Briefly, Power Net Victoria (PNV) was a State-owned corporation which, from 1994, owned, maintained and operated the existing high voltage transmission network system or “grid” in Victoria. In 1997, AusNet acquired the assets of PNV under a sale and purchase agreement. In acquiring the business assets from PNV, a condition precedent to completion was that the licence to transmit electricity be transferred from PNV to AusNet. The transfer of the licence was effected on 28 October 1997, with completion of the sale occurring soon after.

As the holder of the licence, AusNet became liable to pay charges levied pursuant to section 163AA of the Electricity Industry Act 1993 (Vic).

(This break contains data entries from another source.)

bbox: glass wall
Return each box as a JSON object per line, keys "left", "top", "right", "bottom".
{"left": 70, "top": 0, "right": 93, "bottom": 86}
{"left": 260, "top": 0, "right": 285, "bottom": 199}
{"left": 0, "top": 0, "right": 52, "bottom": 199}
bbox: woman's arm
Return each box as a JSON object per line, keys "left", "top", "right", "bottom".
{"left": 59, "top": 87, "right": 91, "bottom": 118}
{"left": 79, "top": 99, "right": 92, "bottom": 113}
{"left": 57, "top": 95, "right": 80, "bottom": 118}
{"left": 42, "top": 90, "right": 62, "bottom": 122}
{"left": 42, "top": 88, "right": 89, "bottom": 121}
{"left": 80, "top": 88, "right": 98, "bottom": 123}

That section provided that “The Governor in Council, on the recommendation of the Treasurer, may, by Order published in the Government Gazette, declare that specified charges, or charges calculated in a specified manner, are payable as an impost by the holder of a licence at such times and in such manner as are so specified”.

Prior to completion, such an Order had been published in the Government Gazette, and that Order provided that the holder of a licence to transmit electricity issued under Part 12 of the Electricity Industry Act 1993 (Vic) was required to pay the following amounts to the Government:

  • $37,500,000 in respect of the financial year ending 30 June 1998, payable in arrears in two instalments, being $25,000,000 on 31 March 1998 and $12,500,000 payable on 30 June 1998

$50,000,000 in respect of each of the financial years ending 30 June 1999 and 30 June 2000, payable in arrears in four equal instalments on 30 September, 31 December, 31 March and 30 June in each relevant financial year, and

  • $40,000,000 in respect of the 6 months ending on 31 December 2000, payable in arrears in two equal instalments on 30 September 2000 and 31 December 2000.

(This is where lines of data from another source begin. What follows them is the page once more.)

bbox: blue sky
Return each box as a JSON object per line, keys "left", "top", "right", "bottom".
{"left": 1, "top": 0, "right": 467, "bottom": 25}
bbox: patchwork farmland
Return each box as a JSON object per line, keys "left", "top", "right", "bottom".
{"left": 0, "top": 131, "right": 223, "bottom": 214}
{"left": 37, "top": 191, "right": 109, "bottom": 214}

AusNet sought to deduct these charges to the extent that they were incurred during the period that the taxpayer was the holder of the licence, and the Commissioner disallowed these deductions.

In addition to becoming liable to pay the charges through operation of law as outlined above, it is relevant to note, that pursuant to clause 13.3(d) of the sale and purchase agreement, AusNet acknowledged and agreed with the State of Victoria and PNV that:

  • the amounts to be payable by [AusNet] pursuant to the Licence Fee Order are an integral part of the regulatory framework of the industry and [the taxpayer] accepts that it must pay the amounts set out in the Licence Fee Order in order to carry on the business transferred from [PNV]
  • [AusNet] must not challenge the validity of the Licence Fee Order or the amounts, or the basis of calculating the amounts, specified in the Licence Fee Order
  • [AusNet] agrees to pay to the Treasurer the amounts specified in the Licence Fee Order in accordance with the terms of, and at the times specified in, the Licence Fee Order, whether or not the Licence Fee Order is valid or enforceable, and
  • [AusNet] must not transfer the Transmission Licence or allow any person to become a licensee under the Transmission Licence unless the proposed licensee has first delivered to the State a covenant (in form and substance satisfactory to the State) agreeing to be bound by this clause 13.3(d) as if it were the Buyer.

Additionally, clause 17 of the agreement provided that “Following Completion, the Buyer assumes with effect from Completion all liabilities of the Seller to the Creditors, including without limitation the Contract Liabilities, other than the Specified Creditors and agrees to pay all Creditors other than the Specified Creditors in the normal course of business for obligations of the Seller existing before or after Completion.”

With respect to this clause, the High Court (majority) said that “Given the definition of “Creditors’” in the Asset Sale Agreement, the obligation thus assumed [by the taxpayer] embraced PNV’s contingent liability, which existed when the agreement was signed, to pay the charges imposed by the Order in Council when they fell due.”

In deciding that the charges were capital in nature and thus not tax deductible, the High Court (majority) said that “the imposts under section 163AA were significant liabilities not inherently recurrent and able to be imposed at such times and in such manner as are specified in the exercise of the power conferred by that provision. They were a significant part of the consideration moving from AusNet for the acquisition of the Assets. From the perspective of AusNet, “‘from a practical and business point of view’ they were part of the consideration moving from it for the acquisition of the Asset”.

Importantly, the majority concluded that the assumption of the liability to pay the charges was calculated to effect the acquisition of the licence and the other transmission assets the subject of the sale and purchase agreement. By becoming the holder of the licence on acquisition of the transmission assets, the taxpayer simply became liable to pay the charges.